During the centuries, this food specialty has been center of debate for its name. To really understand this fight between the two half of Sicily, we gotta have a little look about the history around the arancina.
History of the arancina/o
The origins of this dish go back to the Arab domination of Sicily, somewhere between 9th and 11th century and they used to crumple a little saffron rice in the palm of the hand, and then season it with lamb before eating it; hence the metaphorical name: a rice ball in the shape of a small orange.
The Arab used to call those “meatballs” as the fruit that came closest for dimension. The comparison with oranges were natural in Sicily, given the abundance of them. Unfortunately, there are no signs of this specific preparation of the arancina inside literature, and that’s why the debate started.

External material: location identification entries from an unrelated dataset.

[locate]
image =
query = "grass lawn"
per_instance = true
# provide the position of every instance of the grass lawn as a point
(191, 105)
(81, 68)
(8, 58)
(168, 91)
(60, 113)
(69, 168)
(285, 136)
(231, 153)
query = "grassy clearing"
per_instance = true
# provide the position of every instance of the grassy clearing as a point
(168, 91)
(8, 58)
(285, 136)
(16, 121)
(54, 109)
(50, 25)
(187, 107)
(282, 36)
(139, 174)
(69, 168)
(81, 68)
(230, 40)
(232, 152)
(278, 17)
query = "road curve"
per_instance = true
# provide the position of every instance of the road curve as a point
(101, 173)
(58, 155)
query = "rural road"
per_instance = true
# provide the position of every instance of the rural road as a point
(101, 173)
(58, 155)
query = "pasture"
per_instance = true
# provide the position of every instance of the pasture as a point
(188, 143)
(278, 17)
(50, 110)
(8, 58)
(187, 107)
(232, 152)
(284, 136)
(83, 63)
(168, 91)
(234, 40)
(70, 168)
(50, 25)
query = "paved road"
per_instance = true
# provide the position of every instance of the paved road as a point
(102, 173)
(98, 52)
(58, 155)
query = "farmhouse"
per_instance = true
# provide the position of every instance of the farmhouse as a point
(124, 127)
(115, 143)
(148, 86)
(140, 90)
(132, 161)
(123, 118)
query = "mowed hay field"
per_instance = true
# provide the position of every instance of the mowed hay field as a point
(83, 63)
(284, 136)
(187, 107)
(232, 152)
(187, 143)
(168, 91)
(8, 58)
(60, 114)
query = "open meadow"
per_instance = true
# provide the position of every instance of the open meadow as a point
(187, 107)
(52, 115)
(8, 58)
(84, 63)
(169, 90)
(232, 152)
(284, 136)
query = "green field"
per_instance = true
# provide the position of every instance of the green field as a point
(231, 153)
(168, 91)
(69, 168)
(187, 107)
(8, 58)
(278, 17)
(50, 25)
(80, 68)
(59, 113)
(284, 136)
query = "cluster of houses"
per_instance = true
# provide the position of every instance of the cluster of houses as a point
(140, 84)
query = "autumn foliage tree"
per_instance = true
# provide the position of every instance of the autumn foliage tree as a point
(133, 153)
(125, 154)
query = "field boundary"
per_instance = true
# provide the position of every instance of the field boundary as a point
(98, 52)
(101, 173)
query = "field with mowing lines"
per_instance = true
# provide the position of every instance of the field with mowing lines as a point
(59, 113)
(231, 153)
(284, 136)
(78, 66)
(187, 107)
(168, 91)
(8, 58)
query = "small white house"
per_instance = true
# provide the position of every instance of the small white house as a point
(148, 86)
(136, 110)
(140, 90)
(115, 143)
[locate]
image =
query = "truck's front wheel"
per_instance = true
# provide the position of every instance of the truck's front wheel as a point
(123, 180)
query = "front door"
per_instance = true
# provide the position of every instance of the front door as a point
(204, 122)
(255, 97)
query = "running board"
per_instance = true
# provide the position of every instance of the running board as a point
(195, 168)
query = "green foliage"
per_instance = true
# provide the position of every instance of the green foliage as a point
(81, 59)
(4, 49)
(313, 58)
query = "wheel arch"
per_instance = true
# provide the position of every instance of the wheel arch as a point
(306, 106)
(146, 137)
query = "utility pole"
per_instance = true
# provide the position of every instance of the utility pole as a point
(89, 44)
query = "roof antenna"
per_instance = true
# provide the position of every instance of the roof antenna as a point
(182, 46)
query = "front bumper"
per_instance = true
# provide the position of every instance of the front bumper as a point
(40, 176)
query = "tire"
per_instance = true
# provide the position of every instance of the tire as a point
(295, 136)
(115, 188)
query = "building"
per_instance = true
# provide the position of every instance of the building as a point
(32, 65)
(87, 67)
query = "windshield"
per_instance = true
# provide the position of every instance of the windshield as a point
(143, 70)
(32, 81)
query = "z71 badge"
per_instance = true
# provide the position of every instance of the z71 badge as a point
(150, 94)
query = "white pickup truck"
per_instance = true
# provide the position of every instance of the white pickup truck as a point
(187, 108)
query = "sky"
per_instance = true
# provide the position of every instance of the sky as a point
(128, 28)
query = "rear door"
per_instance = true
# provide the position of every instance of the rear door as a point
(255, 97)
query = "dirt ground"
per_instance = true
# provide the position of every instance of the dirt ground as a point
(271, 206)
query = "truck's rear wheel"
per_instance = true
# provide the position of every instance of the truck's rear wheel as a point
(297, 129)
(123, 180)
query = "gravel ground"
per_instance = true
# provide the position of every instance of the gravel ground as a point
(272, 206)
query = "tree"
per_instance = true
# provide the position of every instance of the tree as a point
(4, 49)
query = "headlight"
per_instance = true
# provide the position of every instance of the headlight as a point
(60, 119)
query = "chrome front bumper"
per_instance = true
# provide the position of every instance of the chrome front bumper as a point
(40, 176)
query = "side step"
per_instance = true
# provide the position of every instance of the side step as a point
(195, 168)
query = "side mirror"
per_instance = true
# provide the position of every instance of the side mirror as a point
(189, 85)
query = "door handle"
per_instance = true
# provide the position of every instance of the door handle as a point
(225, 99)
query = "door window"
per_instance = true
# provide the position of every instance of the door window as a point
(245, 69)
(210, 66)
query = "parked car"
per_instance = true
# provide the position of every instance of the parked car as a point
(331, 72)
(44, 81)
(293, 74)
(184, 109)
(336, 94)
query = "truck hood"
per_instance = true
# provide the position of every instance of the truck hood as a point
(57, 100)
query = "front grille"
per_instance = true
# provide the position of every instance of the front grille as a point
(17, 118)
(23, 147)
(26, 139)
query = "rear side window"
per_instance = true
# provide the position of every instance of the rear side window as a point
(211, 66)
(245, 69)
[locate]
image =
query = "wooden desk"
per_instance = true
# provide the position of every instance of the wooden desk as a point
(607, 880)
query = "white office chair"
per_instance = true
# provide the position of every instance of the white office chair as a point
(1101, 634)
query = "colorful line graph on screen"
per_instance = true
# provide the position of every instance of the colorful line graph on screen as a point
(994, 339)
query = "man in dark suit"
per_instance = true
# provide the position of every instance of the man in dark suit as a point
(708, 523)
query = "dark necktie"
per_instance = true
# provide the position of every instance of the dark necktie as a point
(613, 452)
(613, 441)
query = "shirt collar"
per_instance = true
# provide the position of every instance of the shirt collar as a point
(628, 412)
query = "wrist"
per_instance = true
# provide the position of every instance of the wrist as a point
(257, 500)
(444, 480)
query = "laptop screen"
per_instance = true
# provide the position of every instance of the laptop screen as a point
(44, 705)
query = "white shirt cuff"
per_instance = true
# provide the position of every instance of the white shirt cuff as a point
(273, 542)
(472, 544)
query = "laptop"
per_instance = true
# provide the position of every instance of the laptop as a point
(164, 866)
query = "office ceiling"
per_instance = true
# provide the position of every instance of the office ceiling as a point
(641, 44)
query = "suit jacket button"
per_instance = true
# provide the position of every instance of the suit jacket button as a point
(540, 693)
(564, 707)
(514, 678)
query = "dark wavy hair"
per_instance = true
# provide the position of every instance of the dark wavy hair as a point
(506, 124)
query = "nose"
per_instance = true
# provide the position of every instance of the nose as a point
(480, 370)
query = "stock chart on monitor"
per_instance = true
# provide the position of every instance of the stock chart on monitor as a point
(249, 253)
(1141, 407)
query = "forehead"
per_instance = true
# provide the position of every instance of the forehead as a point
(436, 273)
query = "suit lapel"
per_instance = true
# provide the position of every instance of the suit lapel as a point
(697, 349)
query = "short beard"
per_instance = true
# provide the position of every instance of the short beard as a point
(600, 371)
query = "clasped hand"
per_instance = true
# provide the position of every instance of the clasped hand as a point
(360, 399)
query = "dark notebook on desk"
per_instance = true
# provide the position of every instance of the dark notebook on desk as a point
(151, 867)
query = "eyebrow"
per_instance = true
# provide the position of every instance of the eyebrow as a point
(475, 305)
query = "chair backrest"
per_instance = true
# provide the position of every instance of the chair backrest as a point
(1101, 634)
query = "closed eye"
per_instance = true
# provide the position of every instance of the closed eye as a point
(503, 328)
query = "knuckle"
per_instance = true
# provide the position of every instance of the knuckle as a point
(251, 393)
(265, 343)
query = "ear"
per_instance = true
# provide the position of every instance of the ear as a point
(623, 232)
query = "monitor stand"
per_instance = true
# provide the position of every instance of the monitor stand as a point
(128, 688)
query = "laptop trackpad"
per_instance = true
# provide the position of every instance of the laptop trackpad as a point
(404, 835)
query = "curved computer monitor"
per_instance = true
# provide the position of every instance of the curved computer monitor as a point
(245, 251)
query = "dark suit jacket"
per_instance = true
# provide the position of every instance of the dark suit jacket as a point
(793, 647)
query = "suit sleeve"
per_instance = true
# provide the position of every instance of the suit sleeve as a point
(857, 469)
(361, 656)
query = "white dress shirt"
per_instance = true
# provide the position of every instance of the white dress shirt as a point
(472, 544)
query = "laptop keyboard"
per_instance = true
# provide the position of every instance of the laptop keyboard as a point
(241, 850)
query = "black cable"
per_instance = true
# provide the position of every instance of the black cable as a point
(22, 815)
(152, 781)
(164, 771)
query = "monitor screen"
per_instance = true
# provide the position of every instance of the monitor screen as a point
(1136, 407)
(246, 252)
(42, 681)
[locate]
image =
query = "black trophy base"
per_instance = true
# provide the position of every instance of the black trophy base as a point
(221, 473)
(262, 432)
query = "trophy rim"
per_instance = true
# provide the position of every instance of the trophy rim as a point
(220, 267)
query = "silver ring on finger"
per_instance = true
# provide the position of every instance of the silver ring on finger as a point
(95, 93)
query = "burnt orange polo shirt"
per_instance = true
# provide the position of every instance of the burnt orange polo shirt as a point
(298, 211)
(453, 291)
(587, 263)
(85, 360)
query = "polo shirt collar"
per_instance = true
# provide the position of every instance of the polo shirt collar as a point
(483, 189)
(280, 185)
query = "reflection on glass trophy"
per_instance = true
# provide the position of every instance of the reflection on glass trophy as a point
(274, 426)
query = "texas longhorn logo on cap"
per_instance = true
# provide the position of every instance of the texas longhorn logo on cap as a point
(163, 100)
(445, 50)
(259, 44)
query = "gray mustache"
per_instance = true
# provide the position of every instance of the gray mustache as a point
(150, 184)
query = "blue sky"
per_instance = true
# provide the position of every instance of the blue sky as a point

The debate: arancina or arancino?
According to the writer Gaetano Basile, this dish should be called arancina because its shape resembles that of an orange (arancia, female). So, for the ones who live in towns that are in the western part of Sicily, for example Palermo or Trapani the official name for this specialty is and will always be arancina.
In the eastern part of Sicily, the arancina has a completely different shape. In fact, in the eastern part of Sicily, the arancina is in a shape of a conical pyramid, resembling the Etna Volcano and they call them arancino. This denomination is supported by the “Dizionario siciliano-italiano del palermitano”, written by Giuseppe Biundi, in which the orange is called “aranciu”, male.
The Accademia della Crusca’s role
The well-known Accademia della Crusca tried to solve this delicated problem about the official denomination of the Sicilian specialty, and it has succeeded. The Accademia della Crusca made a lot of research, and they all converged into one point: both names are good to describe that little fried-rice ball. So whether you’re from Palermo or Catania, whether you call it arancina or arancino, the most important thing is that the arancina/o is one of the most delicious things you can eat in Sicily.
Quoting the official website of the Accademia della Crusca:
“Che poi maschio o femmina, a punta o rotonda, è sempre la fine del mondo!”
Which means: “Male or female, pointy or round, it’s the end of the world”, and I couldn’t agree more!